The model was trained on a dataset collected using the multiple tables from the Wikimedia Data Lake. We used the MediaWiki History, Wikitext History, Wikidata item page link, Wikidata entity tables. Snapshots dated 2024-04 were used, with the observation period spanning from September 1, 2021, to September 1, 2023 (a 2-year period) for training and testing. The last three months were used as a hold-out validation dataset. We also filtered out revisions related to edit wars, self-reverts, and revisions created by bots.
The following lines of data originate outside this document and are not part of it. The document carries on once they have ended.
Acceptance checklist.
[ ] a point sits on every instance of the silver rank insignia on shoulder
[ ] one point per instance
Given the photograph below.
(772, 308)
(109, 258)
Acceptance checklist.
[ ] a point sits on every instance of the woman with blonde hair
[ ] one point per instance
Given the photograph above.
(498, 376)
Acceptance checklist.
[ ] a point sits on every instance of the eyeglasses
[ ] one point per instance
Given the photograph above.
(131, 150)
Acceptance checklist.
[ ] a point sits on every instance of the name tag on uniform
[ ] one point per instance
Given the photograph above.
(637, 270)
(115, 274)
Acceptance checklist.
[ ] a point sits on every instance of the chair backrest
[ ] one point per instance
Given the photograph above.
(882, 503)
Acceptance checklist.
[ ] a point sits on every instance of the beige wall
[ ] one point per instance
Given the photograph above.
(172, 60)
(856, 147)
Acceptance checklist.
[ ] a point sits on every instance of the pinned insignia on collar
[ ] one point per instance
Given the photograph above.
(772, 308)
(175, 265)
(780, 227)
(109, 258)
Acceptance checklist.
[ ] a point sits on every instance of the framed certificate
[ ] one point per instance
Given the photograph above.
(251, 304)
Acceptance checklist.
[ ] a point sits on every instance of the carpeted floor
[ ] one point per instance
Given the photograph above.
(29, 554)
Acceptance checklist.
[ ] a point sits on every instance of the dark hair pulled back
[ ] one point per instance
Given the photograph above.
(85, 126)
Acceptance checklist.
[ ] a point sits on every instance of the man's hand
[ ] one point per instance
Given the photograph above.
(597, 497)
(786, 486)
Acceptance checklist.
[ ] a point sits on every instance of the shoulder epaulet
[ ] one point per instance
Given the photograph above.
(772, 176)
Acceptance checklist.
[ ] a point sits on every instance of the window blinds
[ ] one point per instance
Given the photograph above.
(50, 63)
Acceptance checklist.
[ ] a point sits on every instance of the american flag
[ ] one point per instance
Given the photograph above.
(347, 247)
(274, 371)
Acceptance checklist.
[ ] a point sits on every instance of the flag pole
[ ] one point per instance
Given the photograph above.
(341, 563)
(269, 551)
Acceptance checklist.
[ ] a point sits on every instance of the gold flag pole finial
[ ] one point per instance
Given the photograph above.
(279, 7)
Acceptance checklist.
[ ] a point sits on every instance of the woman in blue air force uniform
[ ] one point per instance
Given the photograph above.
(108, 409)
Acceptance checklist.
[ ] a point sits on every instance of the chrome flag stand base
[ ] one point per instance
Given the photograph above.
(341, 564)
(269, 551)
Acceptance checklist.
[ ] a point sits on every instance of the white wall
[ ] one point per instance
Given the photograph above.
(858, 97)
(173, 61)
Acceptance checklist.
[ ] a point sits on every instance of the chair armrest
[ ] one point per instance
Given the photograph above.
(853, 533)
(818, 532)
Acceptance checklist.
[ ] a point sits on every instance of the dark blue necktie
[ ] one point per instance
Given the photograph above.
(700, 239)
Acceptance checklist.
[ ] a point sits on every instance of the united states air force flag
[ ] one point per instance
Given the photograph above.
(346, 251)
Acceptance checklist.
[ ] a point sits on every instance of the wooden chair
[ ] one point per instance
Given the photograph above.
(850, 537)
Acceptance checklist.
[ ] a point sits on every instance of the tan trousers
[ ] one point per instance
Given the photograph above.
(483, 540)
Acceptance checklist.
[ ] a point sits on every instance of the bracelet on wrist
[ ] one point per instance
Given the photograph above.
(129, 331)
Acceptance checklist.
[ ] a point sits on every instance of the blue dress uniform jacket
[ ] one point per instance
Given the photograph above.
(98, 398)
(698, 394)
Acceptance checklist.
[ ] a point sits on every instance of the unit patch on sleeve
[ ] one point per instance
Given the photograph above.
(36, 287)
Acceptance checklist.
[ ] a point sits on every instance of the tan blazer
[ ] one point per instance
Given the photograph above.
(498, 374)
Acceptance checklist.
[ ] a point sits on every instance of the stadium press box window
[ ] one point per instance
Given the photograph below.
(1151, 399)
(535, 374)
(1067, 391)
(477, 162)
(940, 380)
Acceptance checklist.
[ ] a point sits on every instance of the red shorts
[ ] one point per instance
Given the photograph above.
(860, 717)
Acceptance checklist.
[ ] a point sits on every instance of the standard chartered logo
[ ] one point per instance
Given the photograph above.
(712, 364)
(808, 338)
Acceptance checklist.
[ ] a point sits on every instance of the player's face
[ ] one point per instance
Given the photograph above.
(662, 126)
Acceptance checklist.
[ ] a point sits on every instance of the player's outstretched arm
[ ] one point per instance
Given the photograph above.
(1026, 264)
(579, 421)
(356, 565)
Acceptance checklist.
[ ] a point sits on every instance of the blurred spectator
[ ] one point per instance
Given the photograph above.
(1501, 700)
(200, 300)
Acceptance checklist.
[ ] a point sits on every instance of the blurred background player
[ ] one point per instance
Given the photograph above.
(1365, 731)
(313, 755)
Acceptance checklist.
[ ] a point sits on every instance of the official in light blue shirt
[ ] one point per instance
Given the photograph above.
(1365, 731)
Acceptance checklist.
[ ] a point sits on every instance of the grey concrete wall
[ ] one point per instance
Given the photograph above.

To ensure that the revisions are human-created, we also filter for revisions tagged with ‘wikidata-ui’. Full dataset is available in Zenodo.

Data pipeline

The data was collected using Wikimedia Data Lake and Wikimedia Analytics cluster. Firstly, we collected revisions data. Then we merged the wikitext data and extracted the required features from the content using udf functions. Data collection pipeline can be found in data collection notebook

Training data
  • Data period: 21 months
  • Balancing strategy: retaining all reverted revisions and supplementing them with a random sample of unreverted revisions at a ratio of 1:5
  • 4,197,231 revision
  • 80% used for mBERT fine tuning, and 20% for final classifier
  • IP users edits rate: 10.7%
  • Revert rate: 7.9%
  • There are about 200 languages represented with at least 100 revisions.
Test data
  • Data period: 3 months
  • 645,264 revision
  • IP users edits rate: 8.3%
  • Revert rate: 6.2%

Licenses

[edit]

Citation

[edit]

Cite this model as:

@inproceedings{trokhymovych-etal-2025-graph,
    title = "Graph-Linguistic Fusion: Using Language Models for {W}ikidata Vandalism Detection",
    author = "Trokhymovych, Mykola  and
      Pintscher, Lydia  and
      Baeza-Yates, Ricardo  and
      S{\'a}ez Trumper, Diego",
    booktitle = "Proceedings of the 63rd Annual Meeting of the Association for Computational Linguistics (Volume 6: Industry Track)",
    month = jul,
    year = "2025",
    address = "Vienna, Austria",
    publisher = "Association for Computational Linguistics",
    url = "https://aclanthology.org/2025.acl-industry.21/",
    doi = "10.18653/v1/2025.acl-industry.21",
    pages = "284--294"
}

References

[edit]
  1. https://stats.wikimedia.org/
  2. Zia, Leila and Johnson, Isaac and Mansurov, Bahodir and Morgan, Jonathan and Redi, Miriam and Saez-Trumper, Diego and Taraborelli, Dario. 2019. Knowledge Integrity. https://doi.org/10.6084/m9.figshare.7704626
  3. https://www.mediawiki.org/wiki/ORES
  4. https://huggingface.co/bert-base-multilingual-cased
  5. Colin Raffel, Noam Shazeer, Adam Roberts, Katherine Lee, Sharan Narang, Michael Matena, Yanqi Zhou, Wei Li, and Peter J. Liu. 2019. Exploring the limits of transfer learning with a unified text-to-text transformer. CoRR, arXiv:1910.10683.